Dans les premières pages de L'École des cadavres, Céline nous donne lecture d'une pseudo lettre qu'il aurait reçue « exprès, urgente, anonyme, et ma foi, - très personnelle » « À Céline le dégueulasse. Figure d'enculé, Ion bouquin de salope j'en ai lu quelques passages. Il m'a pas étonné d'une ordure comme toi. Mais sache que les Youpins te chient dans la gueule et y pissent ensuite pour bien faire dégouliner. Les Youtres te déplaquent dans le trou du cul et si tu veux te faire enculer, tu n'as qu'à nous avertir. Pour toi, si tu as soif, il y a du foutre bien chaud pour ta gueule de fumier, tu pourras te régaler les badigoinces. Tu prendras ça pour de la crème. Il y a des vicelards qui baisent des gonzesses et bouffent leur foutre après. Toi le saling tu dois être comme eux. Toi ce qui est dégueulasse, tu aimes ça ! le merde, la pisse, le foutre. Comme dit la chanson : manger de la merde, boire du pipi, c'est le meilleur moyen de ne jamais crever de faim. Ça doit être ton principe. Les Youtres t'enculent, te pissent et te chient dans ton sale groin de cochon puant. ( ... ) En France, il y a eu Villon, Verlaine, Rimbaud, qui étaient des mecs pas propres mais plus intéressants que toi. Ils avaient du mérite, ils écrivaient en bon français. Quant à toi qui veut jouer les affranchis et qui ne l'es pas du tout, tu as l'air d'un con. » (L'école des cadavres).

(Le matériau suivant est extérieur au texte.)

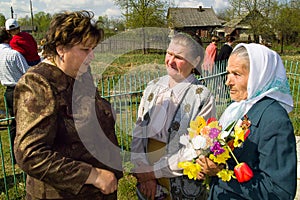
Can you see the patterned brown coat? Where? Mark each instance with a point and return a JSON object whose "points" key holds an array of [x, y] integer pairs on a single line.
{"points": [[57, 140]]}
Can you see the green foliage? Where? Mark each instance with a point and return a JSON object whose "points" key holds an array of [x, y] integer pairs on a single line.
{"points": [[144, 13]]}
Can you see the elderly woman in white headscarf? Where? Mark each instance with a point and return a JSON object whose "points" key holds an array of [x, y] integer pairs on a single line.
{"points": [[260, 91], [168, 105]]}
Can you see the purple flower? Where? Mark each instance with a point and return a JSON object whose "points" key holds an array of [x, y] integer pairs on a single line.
{"points": [[216, 148], [213, 133]]}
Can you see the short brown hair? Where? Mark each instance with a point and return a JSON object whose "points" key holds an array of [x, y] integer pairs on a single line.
{"points": [[4, 35], [69, 29]]}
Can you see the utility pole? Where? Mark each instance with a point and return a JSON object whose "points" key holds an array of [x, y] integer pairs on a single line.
{"points": [[31, 16]]}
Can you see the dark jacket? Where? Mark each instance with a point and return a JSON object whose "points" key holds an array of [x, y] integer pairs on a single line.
{"points": [[57, 140], [270, 151]]}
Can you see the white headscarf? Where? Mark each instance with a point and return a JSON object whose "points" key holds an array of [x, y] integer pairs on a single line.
{"points": [[267, 77]]}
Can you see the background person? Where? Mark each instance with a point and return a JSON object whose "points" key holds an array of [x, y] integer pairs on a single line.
{"points": [[166, 109], [259, 89], [12, 66], [64, 152], [23, 42], [223, 56]]}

L'année d'avant, en 1937, dès la parution de Bagatelles, Robert Brasillach dans L'Action française : « M. Céline prend le départ, comme toujours, dans l'invective, et ce qu'il a lui-même nommé quelque part « le lyrisme ordurier... C'est le Giraudoux de la vidange... Ne nous hâtons donc pas de hausser les épaules en parcourant ces pages. Parmi les idées les plus absurdes, les plus cocasses en apparence, il y a parfois une grande vérité cachée, mais cachée sous le rire de Rabelais. Les projets d'urbanisme de M. Céline la vraie banlieue d'une grande ville comme Paris, c'est la mer ne sont pas ridicules... »
L'exagération, la grosseur du trait, étant une caractéristique de la farce, là où Cioran parle de « divagation cosmogonique du vocabulaire... des riens enflés jusqu'au ciel ; l'invraisemblable, générateur d'univers ! », dans Bagatelles, Céline, une fois de plus explique et justifie son style et son héritage villonesque : « La grossièreté n'est supportable qu'en langage parlé, vivant, et rien n'est plus difficile que de diriger, dominer, transposer la langue parlée, le langage émotif, le seul sincère, le langage usuel, en langue écrite, de le fixer sans le tuer.. Essayez... Voici la terrible « technique » où la plupart des écrivains s'effondrent, mille fois plus ardue que l'écriture dite « artiste » ou « dépouillée », « standard » moulée, maniérée, que l'on apprend branleux en grammaire de l'école. Rictus, que l'on cite toujours, n'y réussissait pas toujours, loin de là ! Force lui était de recourir aux élisions, abréviations, apostrophes Tricheries ! Le maître du genre, c'est Villon, sans conteste. Montaigne, plein de prétentions à cet égard, écrit tout juste à l'opposé, en juif, semeur d'arabesques, presque du « France » avant la lettre, du Pré-Proust... » (Bagatelles pour un massacre).
On ne sait plus s'il s'agit d'un rire pointu et énorme, mais son délire, comme celui de Villon, peut nous convaincre facilement de sa conviction du néant.
Pierre de BONNEVILLE
Le Bulletin célinien n°335, novembre 2011.